To Good Health. L’chaim,

Dr. Mike

 

I called spoke with Dr. Mike after I got the letter, challenging the idea that cost should be less relevant. He made several interesting points. In enough volume, most things become very cheap. The newer CT (“cat”) scanning machines are a good example. The latest, with great resolution and very low radiation exposure cost between half a million and a million. Such a machine would save lives, yet there is only one such machine in all the bay area—one per 6 million people. Why? Primarily because insurance does not pay for preventive scans.

This is tragic. Such scans can catch many cancers early, when they are still conquerable, and can detect numerous other life-threatening problems. Why not have a scan every year or so. The radiation hazard is low, especially for those over 65. Now suppose every blood draw lab had such a machine. This would mean a couple of hundred in the bay area instead one a single machine. Production at such volume would probably cut the cost 10-fold or more. Due to volume alone, the total cost would be less, and a lot of lives would be saved. Yet we do not do this. What if every doctor’s office had one?
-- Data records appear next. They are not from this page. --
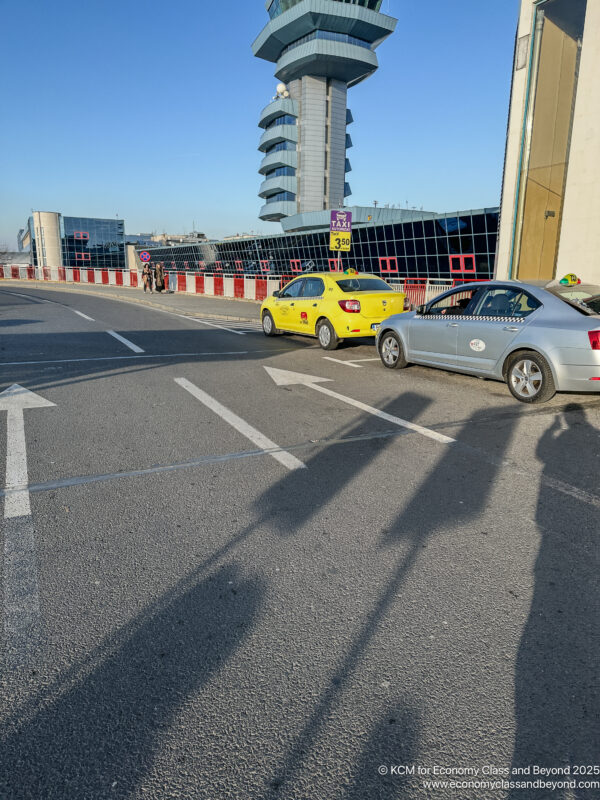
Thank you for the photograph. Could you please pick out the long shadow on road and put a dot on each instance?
(557, 700)
(455, 492)
(103, 724)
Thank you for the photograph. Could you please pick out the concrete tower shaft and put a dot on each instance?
(320, 49)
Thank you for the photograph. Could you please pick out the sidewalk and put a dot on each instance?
(190, 305)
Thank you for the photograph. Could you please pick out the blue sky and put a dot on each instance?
(149, 111)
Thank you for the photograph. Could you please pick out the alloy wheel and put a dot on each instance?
(526, 378)
(390, 350)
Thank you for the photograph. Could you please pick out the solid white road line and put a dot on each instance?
(81, 314)
(204, 322)
(16, 503)
(126, 342)
(256, 437)
(284, 377)
(22, 620)
(14, 401)
(339, 361)
(21, 597)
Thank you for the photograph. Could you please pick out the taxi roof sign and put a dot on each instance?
(570, 280)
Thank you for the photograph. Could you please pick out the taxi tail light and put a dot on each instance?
(594, 339)
(351, 306)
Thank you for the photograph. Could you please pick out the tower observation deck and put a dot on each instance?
(320, 48)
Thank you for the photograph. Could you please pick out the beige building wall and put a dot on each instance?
(47, 238)
(552, 162)
(513, 145)
(579, 248)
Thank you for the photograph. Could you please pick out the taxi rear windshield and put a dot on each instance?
(585, 297)
(364, 285)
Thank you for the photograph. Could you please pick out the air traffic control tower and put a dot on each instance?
(321, 48)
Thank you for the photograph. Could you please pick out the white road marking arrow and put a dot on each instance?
(283, 377)
(256, 437)
(15, 400)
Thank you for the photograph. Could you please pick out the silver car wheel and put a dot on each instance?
(526, 378)
(324, 336)
(390, 350)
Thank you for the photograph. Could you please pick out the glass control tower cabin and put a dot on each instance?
(320, 48)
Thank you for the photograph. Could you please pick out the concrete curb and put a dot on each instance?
(77, 288)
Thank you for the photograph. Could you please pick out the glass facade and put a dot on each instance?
(461, 246)
(93, 243)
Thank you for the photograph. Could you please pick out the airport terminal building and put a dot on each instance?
(418, 245)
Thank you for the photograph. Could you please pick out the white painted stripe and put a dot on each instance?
(339, 361)
(256, 437)
(16, 503)
(22, 620)
(210, 324)
(130, 358)
(126, 342)
(81, 314)
(437, 437)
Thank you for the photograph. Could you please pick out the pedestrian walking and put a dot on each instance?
(147, 277)
(159, 277)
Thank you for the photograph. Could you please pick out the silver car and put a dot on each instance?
(537, 339)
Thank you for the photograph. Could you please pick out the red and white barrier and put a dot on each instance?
(215, 285)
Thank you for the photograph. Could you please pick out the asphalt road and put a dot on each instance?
(231, 588)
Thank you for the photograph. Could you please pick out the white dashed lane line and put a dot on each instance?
(267, 446)
(84, 316)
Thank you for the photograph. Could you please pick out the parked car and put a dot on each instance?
(332, 307)
(538, 339)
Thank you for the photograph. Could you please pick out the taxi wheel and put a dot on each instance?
(269, 328)
(529, 378)
(391, 351)
(328, 338)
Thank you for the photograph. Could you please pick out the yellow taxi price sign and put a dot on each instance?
(340, 241)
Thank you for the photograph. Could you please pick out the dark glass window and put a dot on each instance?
(313, 287)
(286, 119)
(293, 289)
(363, 285)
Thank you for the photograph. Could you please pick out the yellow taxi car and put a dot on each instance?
(331, 306)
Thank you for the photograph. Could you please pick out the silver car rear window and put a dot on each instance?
(585, 297)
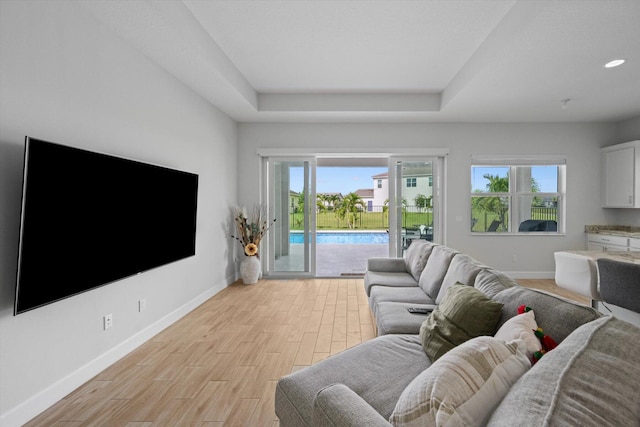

These machines are vastly less complex than, say, a Toyota Yaris.

And, of course, prevention is always cheaper than treatment. But prevention seems to be the black sheep of the medical industry, with little done beyond the usual homilies like, “eat right and exercise.”

 

  2 comments for “Why Does Health Insurance Dictate Medical Care?

  1. Jim
    October 27, 2017 at 7:25 am

    Loved reading this post. It is sad that the insurance conglomerates (and politicians) have captured and perverted healthcare to such an extent. It’s even sadder that many do not understand the concept / reason behind the use of the dollars they send to insurance conglomerates. Prevention mind-set is sorely lacking. In NY, I can’t get decent / more definitive blood testing on my own volition – and the difficulty in finding a physician willing to understand why I would want to is equally sad. Truly ridiculous. The systems are set up to be contradictory to the real purpose – pursuit of health.

  2. Ann
    February 21, 2018 at 8:26 am

    I agree with Jim’s comment. I had a policy with one insurance provider, then changed jobs and now have another. The old company covered all of the blood tests every 3 months. First time out, the new company refuses to pay for testing iron, ferritin, insulin, hemoglobin and homocystine calling this lab work “experimental or investigational.” I suspect they will refuse the rest of the items in the QM list once they are repeated. Apparently you have to be well-diseased before insurance covers “preventive” testing.